The state Department of Natural Resources' Division of Oil and Gas estimated in January 1990 Point McIntyre production would start in 1992 at 20,000 b/d and peak at 60,000 b/d in 1993-95.

CALIFORNIA

IOCC survey responses showed California could hike oil production by 225,000 b/d by 1995. That assumes, however, that giant Point Arguello field is producing at peak by then.

Although California has a substantial amount of shutin productive capacity, the state's decimated service sector prevents it from ramping up production significantly in the near term.

Low oil prices have left more than 14,000 wells idle in California for 5 years or more, says Marty Mefferd, the state's oil and gas supervisor.

"A lot of the wells are sitting there with production equipment intact," he said. "A number of those are still hooked to pumping units, and we're trying to get them started. For a lot of them, that just means pulling rods and tubing, And there are a lot of steam generators shut down. For a lot of the wells and steam generators, the permits are already in hand."

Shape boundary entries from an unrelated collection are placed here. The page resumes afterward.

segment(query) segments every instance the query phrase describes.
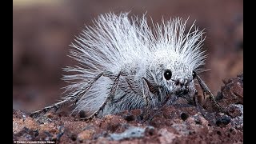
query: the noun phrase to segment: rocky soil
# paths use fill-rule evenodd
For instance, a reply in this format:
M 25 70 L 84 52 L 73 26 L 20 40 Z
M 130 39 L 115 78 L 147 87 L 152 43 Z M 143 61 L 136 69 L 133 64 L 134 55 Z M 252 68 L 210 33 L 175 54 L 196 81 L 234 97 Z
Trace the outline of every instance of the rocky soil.
M 39 118 L 13 111 L 14 142 L 56 143 L 242 143 L 243 75 L 224 81 L 216 97 L 226 114 L 216 111 L 206 98 L 204 109 L 188 104 L 106 115 L 90 121 L 66 113 Z M 154 117 L 153 117 L 154 115 Z M 82 115 L 80 115 L 82 116 Z
M 243 76 L 236 77 L 243 73 L 243 1 L 17 1 L 22 0 L 14 0 L 13 11 L 14 142 L 243 143 Z M 82 114 L 70 116 L 69 108 L 30 118 L 30 112 L 62 96 L 60 88 L 66 86 L 62 68 L 77 64 L 66 56 L 74 36 L 109 11 L 146 11 L 158 22 L 162 18 L 190 17 L 190 25 L 196 19 L 206 36 L 204 68 L 210 69 L 200 76 L 227 113 L 218 112 L 199 93 L 202 108 L 184 102 L 164 106 L 150 111 L 151 121 L 143 119 L 142 110 L 90 122 L 80 121 Z

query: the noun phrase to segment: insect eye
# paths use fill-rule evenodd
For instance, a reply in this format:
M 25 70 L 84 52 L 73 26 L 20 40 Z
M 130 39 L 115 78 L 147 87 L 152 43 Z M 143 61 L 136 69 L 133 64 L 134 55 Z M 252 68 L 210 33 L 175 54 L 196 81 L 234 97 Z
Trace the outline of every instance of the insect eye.
M 163 74 L 163 76 L 166 80 L 170 80 L 171 78 L 171 71 L 170 70 L 166 70 Z
M 194 79 L 196 76 L 197 76 L 197 74 L 194 71 L 192 71 L 193 79 Z

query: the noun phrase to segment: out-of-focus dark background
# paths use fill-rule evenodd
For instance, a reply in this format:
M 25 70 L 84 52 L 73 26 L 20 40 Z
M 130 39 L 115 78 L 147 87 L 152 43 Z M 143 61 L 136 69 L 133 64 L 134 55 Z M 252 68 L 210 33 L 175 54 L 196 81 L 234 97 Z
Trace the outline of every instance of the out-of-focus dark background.
M 182 17 L 205 29 L 209 54 L 202 74 L 214 95 L 243 71 L 242 0 L 14 0 L 13 108 L 31 112 L 56 102 L 74 38 L 102 13 L 147 14 L 154 22 Z

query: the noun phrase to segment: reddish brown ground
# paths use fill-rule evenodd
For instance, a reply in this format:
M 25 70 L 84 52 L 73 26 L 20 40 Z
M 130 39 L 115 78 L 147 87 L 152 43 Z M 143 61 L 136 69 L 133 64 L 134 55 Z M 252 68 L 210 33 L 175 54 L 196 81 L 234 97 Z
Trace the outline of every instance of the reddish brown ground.
M 190 105 L 164 106 L 158 112 L 152 110 L 150 115 L 154 117 L 145 121 L 142 110 L 89 122 L 65 113 L 48 113 L 34 119 L 14 110 L 13 139 L 59 143 L 242 143 L 243 76 L 226 81 L 218 99 L 226 114 L 206 102 L 206 109 L 200 112 Z
M 124 131 L 129 130 L 131 130 L 129 138 L 134 134 L 141 138 L 123 139 L 121 142 L 242 142 L 242 110 L 240 109 L 243 105 L 243 86 L 242 81 L 237 78 L 236 75 L 243 71 L 243 1 L 58 2 L 52 5 L 14 5 L 14 140 L 54 139 L 62 143 L 80 141 L 120 143 L 113 138 L 121 138 L 122 135 L 113 136 L 113 134 L 128 134 L 129 131 Z M 210 69 L 201 74 L 201 76 L 214 95 L 217 96 L 219 103 L 226 106 L 230 116 L 209 113 L 214 110 L 206 98 L 202 99 L 202 103 L 206 109 L 203 111 L 206 117 L 202 117 L 194 106 L 168 106 L 150 123 L 139 120 L 141 117 L 138 117 L 138 114 L 140 110 L 133 110 L 130 116 L 124 112 L 102 119 L 96 118 L 90 122 L 77 121 L 71 116 L 66 116 L 70 114 L 70 110 L 66 109 L 62 109 L 65 112 L 58 114 L 46 114 L 39 122 L 29 118 L 27 113 L 59 99 L 62 92 L 60 88 L 66 84 L 60 80 L 62 74 L 64 74 L 62 68 L 76 64 L 66 56 L 70 48 L 68 45 L 73 42 L 74 35 L 78 35 L 84 28 L 84 24 L 90 25 L 91 20 L 98 14 L 109 11 L 131 11 L 131 14 L 138 15 L 147 11 L 147 15 L 151 16 L 154 22 L 159 22 L 162 17 L 169 19 L 170 17 L 186 18 L 190 16 L 189 23 L 196 19 L 196 25 L 206 30 L 203 48 L 207 50 L 209 56 L 205 68 Z M 225 86 L 221 88 L 223 86 L 222 79 L 229 78 L 234 78 L 225 80 Z

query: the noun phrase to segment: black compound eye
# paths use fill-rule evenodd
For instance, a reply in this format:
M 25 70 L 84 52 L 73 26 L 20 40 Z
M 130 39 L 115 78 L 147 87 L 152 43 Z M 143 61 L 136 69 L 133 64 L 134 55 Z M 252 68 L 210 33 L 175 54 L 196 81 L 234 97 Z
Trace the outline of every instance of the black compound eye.
M 193 79 L 194 79 L 196 76 L 197 76 L 197 74 L 194 71 L 192 71 Z
M 170 80 L 171 78 L 171 71 L 170 70 L 166 70 L 163 74 L 163 76 L 166 80 Z

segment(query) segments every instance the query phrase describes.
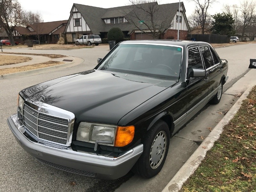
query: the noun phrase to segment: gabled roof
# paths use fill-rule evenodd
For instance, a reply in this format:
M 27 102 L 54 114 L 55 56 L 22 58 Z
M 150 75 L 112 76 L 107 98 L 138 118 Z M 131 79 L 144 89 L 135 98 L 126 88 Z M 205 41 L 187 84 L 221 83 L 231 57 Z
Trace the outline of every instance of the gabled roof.
M 62 21 L 52 21 L 51 22 L 44 22 L 44 23 L 39 23 L 38 24 L 40 27 L 40 34 L 49 34 L 52 31 L 56 29 L 58 27 L 62 24 L 67 23 L 68 20 L 63 20 Z M 62 26 L 63 27 L 63 26 Z M 59 34 L 60 33 L 63 33 L 64 31 L 66 26 L 64 28 L 62 27 L 61 27 L 54 31 L 53 34 Z M 30 27 L 33 28 L 35 31 L 31 31 L 28 28 L 28 27 Z M 15 28 L 15 29 L 19 32 L 21 35 L 36 35 L 37 32 L 36 31 L 36 27 L 35 25 L 28 25 L 27 28 L 22 27 L 16 27 Z M 61 31 L 62 30 L 62 31 Z M 56 31 L 58 32 L 56 33 Z
M 148 3 L 152 3 L 143 4 Z M 156 2 L 153 3 L 156 4 L 157 6 L 159 6 L 159 10 L 156 13 L 158 18 L 163 19 L 165 18 L 165 14 L 167 12 L 172 21 L 177 10 L 179 9 L 178 2 L 161 5 L 158 5 Z M 181 2 L 180 6 L 183 5 L 183 2 Z M 74 6 L 76 7 L 78 11 L 81 13 L 91 31 L 94 34 L 100 34 L 100 32 L 108 31 L 113 27 L 118 27 L 122 31 L 129 31 L 129 33 L 136 28 L 132 23 L 125 22 L 114 25 L 107 24 L 103 20 L 104 19 L 107 18 L 122 17 L 125 17 L 125 15 L 135 7 L 134 5 L 104 8 L 74 3 L 70 11 L 69 20 Z M 134 21 L 134 22 L 138 21 Z M 148 22 L 150 22 L 149 20 Z M 142 27 L 142 29 L 148 28 L 145 25 L 143 25 Z M 65 30 L 66 30 L 65 29 Z

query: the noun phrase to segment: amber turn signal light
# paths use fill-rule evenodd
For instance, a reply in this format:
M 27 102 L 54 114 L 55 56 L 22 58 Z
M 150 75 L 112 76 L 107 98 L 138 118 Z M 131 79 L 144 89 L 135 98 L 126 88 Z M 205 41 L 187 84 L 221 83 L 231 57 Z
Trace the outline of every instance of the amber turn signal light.
M 124 147 L 131 143 L 134 137 L 134 126 L 133 125 L 127 127 L 118 126 L 116 129 L 114 146 Z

Most of California's crude oil production is low gravity and thus especially sensitive to oil price declines. As a result, with expectations of higher oil prices in the 1990's gaining strength earlier this year, operators have rushed into infill and workover programs in California in recent months.

The state has undergone a sizzling pace of new wells, workovers, and abandonments. The workovers and abandonments are spurred in part by the state's tightening rules on idle wells. Even before the Middle East crisis, many California operators were running economic litmus tests of their shutin wells forced by the tighter idle well rules and finding more of them passing the test than they had expected.

"We were starting to see some stability in prices," Meffered said. "Major operators decided they weren't going to fool around with offshore California any more and started to put their money in proven areas.

"With $20/bbl for Kern River (13*) crude, we're going to see some of that production we've lost since 1985."

Mefferd puts that production decline at about 150,000 b/d. It entails mostly shutin stripper wells in areas of very low gravity crudes such as the onshore Santa Maria basin and shutdown thermal enhanced oil recovery projects in the southern San Joaquin Valley.

"We're reasonably sure 75% of that can come back on stream in 1-11/2 years-maybe 75,000-100,000 b/d within a year," he said.

The state does not have the capability to speed that process because of heavy losses among drilling and service rig contractors.

"A lot of contractors have gone out of business," Mefferd said. "If you want to work on a well, you have to get on a waiting list, even to get a well abandoned."

ENVIRONMENTAL BARRIERS

Beyond the infrastructure constraints and uneasiness about future oil prices, California operators are hamstrung by environmental concerns as well.

In addition to bans on further leasing off California, operators continue to be plagued by environmental opposition to development of 1980's discoveries-some of them giant fields-in the offshore Santa Maria and Santa Barbara basins.

Of those projects not on stream today, only Exxon Corp.'s further development of Santa Ynez Unit is moving ahead.

Earlier estimates of California offshore production in the 1990's climbed to as high as 500,000 b/d, although that assumed the unlikely prospect of concurrent development. More recent estimates place that level at about 200,000-300,000 b/d.

Outside the San Joaquin Valley, there is little prospect for increased production in California.

"The industry has given up on the Los Angeles basin," Mefferd said. "There are so many constraints there it is too much overcome. With the current political climate, nothing is going to change in state waters, either."

On the other hand, says Mefferd, the Middle East crisis has sharply focused Californians' attention on energy security issues, a development that might provide some long term support for drilling off California.

He cites the most recent statewide poll in California that shows opposition to offshore drilling has fallen by 910 percentage points since the Iraqi invasion.